Last year I was questioning the potential of the world economy to come out of the financial crisis induced recession any time soon. Today, most countries are technically not in a recession anymore. Rubini and others have been warning of a “double-dip” recession and some countries show first signs that this might indeed be the direction we are headed.
The costs of getting out of this recession have been tremendously high. A relative stabilization has been achieved by unprecedented monetary (close to zero interest rates and quantitative easing – the modern form of printing money) and fiscal stimulus. The loose monetary policy can be upheld basically forever (see e.g. Japan over the last two decades), if inflation tendencies are neglected (see also the new IMF proposal of raising the central bank target rate to 4 %). Fiscal policy instruments have been overstretched and if anything budget cuts lie ahead at least in the middle run. The markets have started focusing their attention on sovereign debt and will monitor every step of troubled states closely. Even supposedly strong countries such as Germany are actually in fiscal troubles, it is just forgotten over others being in far worse crisis modes. As a result, fiscal stimuli will be withdrawn and probably reversed sooner or later (especially due to the increasing headwind when it comes to further lavish fiscal expansion). Forget about returning to normal times in terms of monetary policy, monetary policy will have to remain as loose for quite a while simply to prevent a further slump.
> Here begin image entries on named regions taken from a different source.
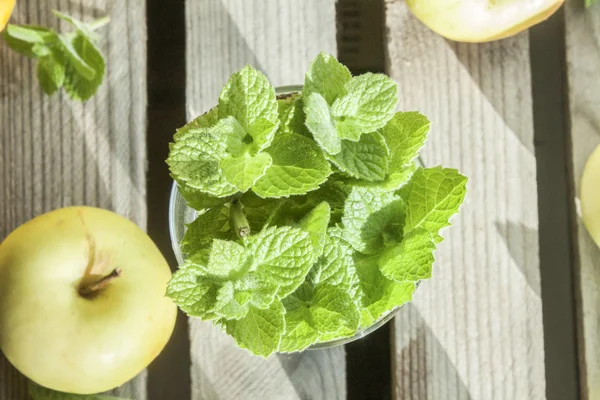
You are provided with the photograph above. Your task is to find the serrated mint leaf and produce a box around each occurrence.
[277,93,312,137]
[399,167,467,243]
[245,226,315,298]
[166,259,219,320]
[173,107,219,141]
[298,202,331,261]
[207,239,251,279]
[215,282,250,319]
[381,112,431,172]
[220,153,273,192]
[250,118,279,154]
[308,227,360,301]
[167,128,237,197]
[240,191,285,232]
[303,53,352,105]
[37,55,65,95]
[61,35,106,101]
[219,66,278,135]
[354,253,416,327]
[342,187,406,254]
[181,205,233,254]
[279,283,359,353]
[177,183,231,211]
[223,301,285,358]
[331,73,398,140]
[379,228,435,282]
[304,93,342,154]
[252,133,331,197]
[329,132,388,182]
[28,381,130,400]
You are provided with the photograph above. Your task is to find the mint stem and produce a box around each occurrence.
[88,16,110,31]
[230,201,250,238]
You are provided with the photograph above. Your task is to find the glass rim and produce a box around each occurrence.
[169,85,424,354]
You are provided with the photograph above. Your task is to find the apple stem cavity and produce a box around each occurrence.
[230,200,250,238]
[79,268,123,298]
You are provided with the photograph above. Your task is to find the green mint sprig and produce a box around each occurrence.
[2,11,109,101]
[29,381,128,400]
[167,54,467,357]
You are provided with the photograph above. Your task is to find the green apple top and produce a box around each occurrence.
[0,207,176,394]
[406,0,564,42]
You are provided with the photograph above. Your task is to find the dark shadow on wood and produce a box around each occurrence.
[336,0,392,400]
[529,9,579,400]
[146,0,191,400]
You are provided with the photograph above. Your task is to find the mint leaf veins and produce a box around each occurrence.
[165,53,467,357]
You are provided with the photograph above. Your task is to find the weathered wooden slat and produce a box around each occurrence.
[566,1,600,400]
[0,0,146,400]
[186,0,346,400]
[386,0,545,400]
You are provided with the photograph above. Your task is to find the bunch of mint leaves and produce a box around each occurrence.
[2,11,109,101]
[167,54,467,357]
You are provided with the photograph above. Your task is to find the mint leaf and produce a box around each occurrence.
[330,132,388,182]
[252,133,331,198]
[381,112,431,172]
[399,167,467,243]
[379,228,435,282]
[178,184,231,211]
[28,381,128,400]
[304,53,352,105]
[220,153,273,192]
[277,93,311,137]
[354,253,416,327]
[308,227,360,304]
[240,192,285,232]
[219,66,278,136]
[304,93,342,154]
[37,55,65,95]
[61,35,106,101]
[167,128,237,197]
[222,301,285,358]
[279,283,359,353]
[166,259,219,320]
[245,226,315,298]
[331,73,398,140]
[173,107,219,141]
[181,205,234,254]
[342,187,406,254]
[299,202,331,257]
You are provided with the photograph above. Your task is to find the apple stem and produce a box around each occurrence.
[79,268,123,297]
[230,201,250,238]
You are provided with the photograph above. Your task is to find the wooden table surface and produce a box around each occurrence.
[0,0,600,400]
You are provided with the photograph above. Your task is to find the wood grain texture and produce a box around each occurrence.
[386,0,545,400]
[186,0,346,400]
[0,0,146,400]
[566,1,600,399]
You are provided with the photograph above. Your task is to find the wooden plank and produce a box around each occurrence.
[565,1,600,399]
[186,0,346,400]
[386,0,545,399]
[0,0,146,400]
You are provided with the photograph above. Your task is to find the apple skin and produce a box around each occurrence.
[0,207,176,394]
[406,0,564,43]
[0,0,15,32]
[579,146,600,247]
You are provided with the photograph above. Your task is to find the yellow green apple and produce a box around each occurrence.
[406,0,564,42]
[0,0,15,31]
[0,207,176,394]
[579,146,600,246]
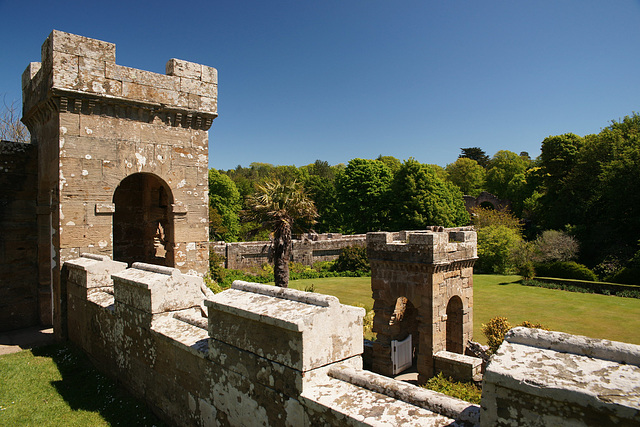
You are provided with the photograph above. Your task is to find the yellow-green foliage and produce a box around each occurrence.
[421,372,482,404]
[482,316,548,354]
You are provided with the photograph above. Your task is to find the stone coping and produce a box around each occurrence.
[301,370,476,427]
[231,280,340,307]
[484,327,640,418]
[205,281,342,332]
[329,365,480,425]
[433,350,482,366]
[505,326,640,366]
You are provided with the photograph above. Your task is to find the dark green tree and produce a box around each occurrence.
[336,159,393,233]
[209,169,242,242]
[390,159,469,230]
[458,147,489,168]
[446,157,486,197]
[486,150,530,202]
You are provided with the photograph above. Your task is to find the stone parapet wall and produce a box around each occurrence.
[0,141,39,331]
[481,327,640,426]
[433,350,482,381]
[64,255,479,426]
[367,226,477,381]
[22,30,218,338]
[210,233,367,271]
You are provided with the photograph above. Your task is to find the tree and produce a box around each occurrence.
[376,154,402,173]
[458,147,489,168]
[0,101,31,143]
[446,157,486,197]
[487,150,530,202]
[336,159,393,233]
[209,169,242,242]
[533,230,579,262]
[472,208,529,274]
[248,179,318,288]
[477,225,522,274]
[391,159,469,230]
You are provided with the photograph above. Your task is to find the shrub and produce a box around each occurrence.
[481,316,548,354]
[481,316,511,354]
[478,225,522,274]
[535,261,598,282]
[534,230,578,263]
[421,372,482,404]
[333,246,371,272]
[209,251,226,283]
[608,267,640,285]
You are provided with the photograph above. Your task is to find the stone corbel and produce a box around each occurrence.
[171,203,187,215]
[96,203,116,215]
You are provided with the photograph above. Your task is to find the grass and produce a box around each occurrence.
[290,274,640,344]
[0,344,164,427]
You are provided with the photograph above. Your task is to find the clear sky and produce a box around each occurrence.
[0,0,640,169]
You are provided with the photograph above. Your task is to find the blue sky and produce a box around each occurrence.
[0,0,640,169]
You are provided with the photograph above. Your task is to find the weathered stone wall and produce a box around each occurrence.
[367,227,477,381]
[211,233,367,271]
[64,255,480,426]
[22,31,217,333]
[481,327,640,427]
[0,141,39,331]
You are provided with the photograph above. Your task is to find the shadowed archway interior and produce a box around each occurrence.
[113,173,174,267]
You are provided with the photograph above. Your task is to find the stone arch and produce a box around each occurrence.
[446,295,464,354]
[113,173,175,267]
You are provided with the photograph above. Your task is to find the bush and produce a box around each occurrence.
[534,230,578,263]
[477,225,522,274]
[209,251,226,283]
[607,267,640,285]
[520,278,640,298]
[481,316,548,354]
[535,261,598,282]
[333,246,371,272]
[421,372,482,404]
[481,316,511,354]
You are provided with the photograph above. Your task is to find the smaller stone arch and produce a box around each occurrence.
[113,173,175,267]
[446,295,464,354]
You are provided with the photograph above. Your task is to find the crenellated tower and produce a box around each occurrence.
[367,227,477,380]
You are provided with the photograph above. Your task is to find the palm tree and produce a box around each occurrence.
[249,179,318,288]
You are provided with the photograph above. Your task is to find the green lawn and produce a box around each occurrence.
[0,344,164,427]
[290,274,640,344]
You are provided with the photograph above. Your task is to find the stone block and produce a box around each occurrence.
[481,327,640,426]
[112,263,204,314]
[65,254,127,288]
[433,351,482,381]
[205,281,364,371]
[166,58,202,80]
[42,30,116,62]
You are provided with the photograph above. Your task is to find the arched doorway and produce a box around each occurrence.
[447,295,464,354]
[113,173,174,267]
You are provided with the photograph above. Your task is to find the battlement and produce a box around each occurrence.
[22,30,218,130]
[367,227,477,265]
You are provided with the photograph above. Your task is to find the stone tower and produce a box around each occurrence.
[22,31,217,336]
[367,227,477,381]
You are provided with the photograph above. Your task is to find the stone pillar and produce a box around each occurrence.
[367,227,477,381]
[22,31,217,337]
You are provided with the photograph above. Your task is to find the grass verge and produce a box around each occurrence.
[0,344,164,427]
[290,274,640,344]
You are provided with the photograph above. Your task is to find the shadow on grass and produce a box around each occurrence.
[498,279,522,286]
[32,343,165,426]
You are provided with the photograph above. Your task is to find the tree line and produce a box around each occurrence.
[209,113,640,284]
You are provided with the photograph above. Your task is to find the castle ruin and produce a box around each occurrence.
[0,31,640,426]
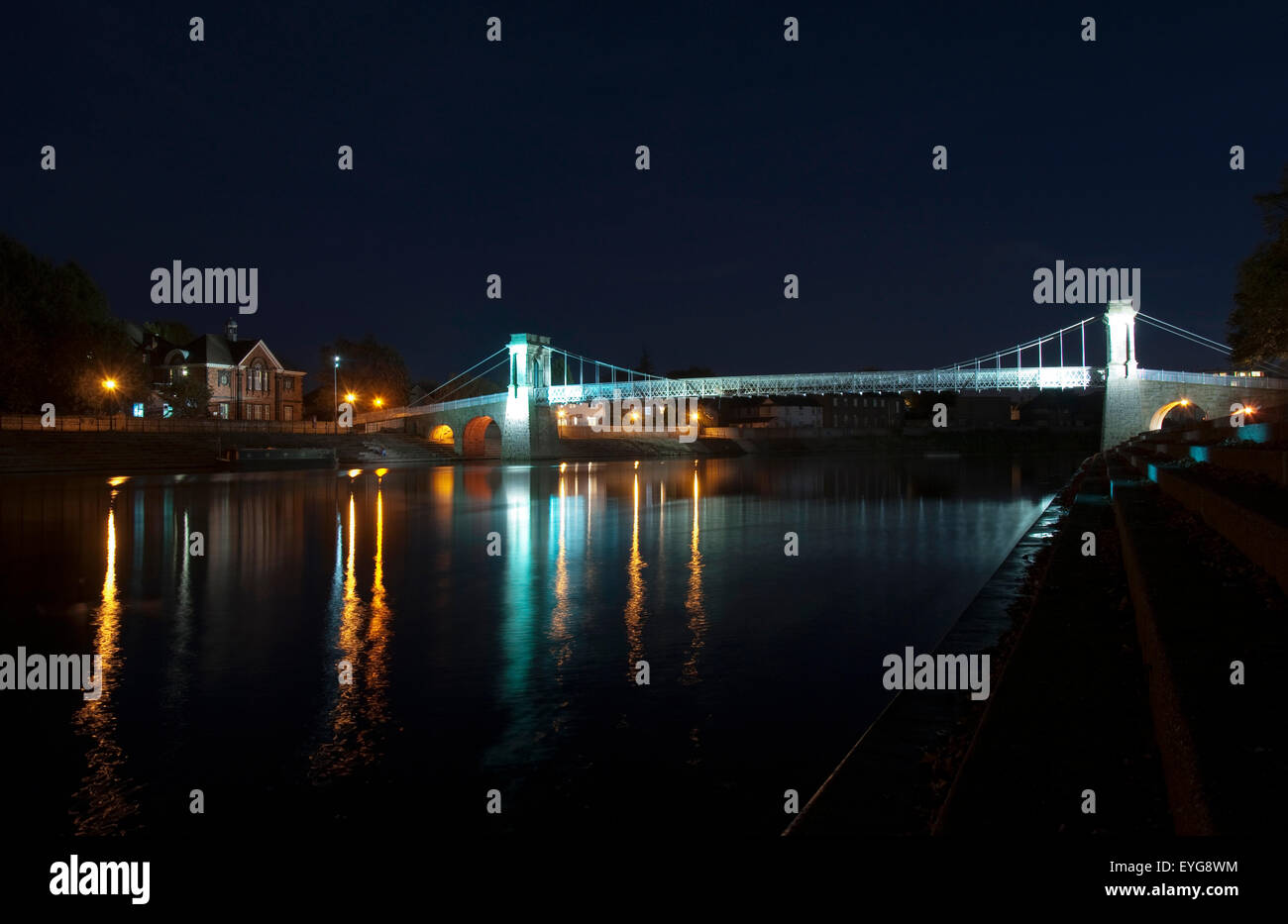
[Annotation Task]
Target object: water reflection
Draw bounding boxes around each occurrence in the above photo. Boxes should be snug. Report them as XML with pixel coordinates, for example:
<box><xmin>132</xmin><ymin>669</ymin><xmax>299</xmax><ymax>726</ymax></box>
<box><xmin>309</xmin><ymin>473</ymin><xmax>393</xmax><ymax>783</ymax></box>
<box><xmin>72</xmin><ymin>496</ymin><xmax>139</xmax><ymax>835</ymax></box>
<box><xmin>623</xmin><ymin>478</ymin><xmax>648</xmax><ymax>677</ymax></box>
<box><xmin>0</xmin><ymin>457</ymin><xmax>1078</xmax><ymax>834</ymax></box>
<box><xmin>682</xmin><ymin>471</ymin><xmax>707</xmax><ymax>684</ymax></box>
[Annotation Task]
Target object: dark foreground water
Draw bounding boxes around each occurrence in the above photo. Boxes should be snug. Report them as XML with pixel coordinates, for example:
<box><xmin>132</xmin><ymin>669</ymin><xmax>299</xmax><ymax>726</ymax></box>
<box><xmin>0</xmin><ymin>456</ymin><xmax>1078</xmax><ymax>837</ymax></box>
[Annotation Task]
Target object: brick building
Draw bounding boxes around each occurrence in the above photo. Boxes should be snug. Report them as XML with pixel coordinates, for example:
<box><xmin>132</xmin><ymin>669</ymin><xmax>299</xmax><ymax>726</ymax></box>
<box><xmin>136</xmin><ymin>321</ymin><xmax>305</xmax><ymax>422</ymax></box>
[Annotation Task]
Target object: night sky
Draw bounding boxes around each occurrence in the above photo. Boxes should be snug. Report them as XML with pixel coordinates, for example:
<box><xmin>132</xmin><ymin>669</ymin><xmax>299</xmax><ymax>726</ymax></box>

Europe and the U.S. have only started to deleverage and mostly redistributed the debt from the private sector to the public sector. While private households can simply decide to save and in that way reduce demand in the economy, debt-financed government spending increases demand instantly. This has bought some time, that is all. Deleveraging means saving and that for an extended period of time and it will need to be done sooner or later. It might take a decade or longer and no democratically elected politician hoping for re-election will admit that. There is no free lunch and an extended period of economic weakness lies ahead. How long it takes depends on how fast deleveraging will proceed and it seems likely that it will be slow. The U.S., although current problems seem slightly bigger, might grow out of it somewhat quicker than the less dynamic European economies.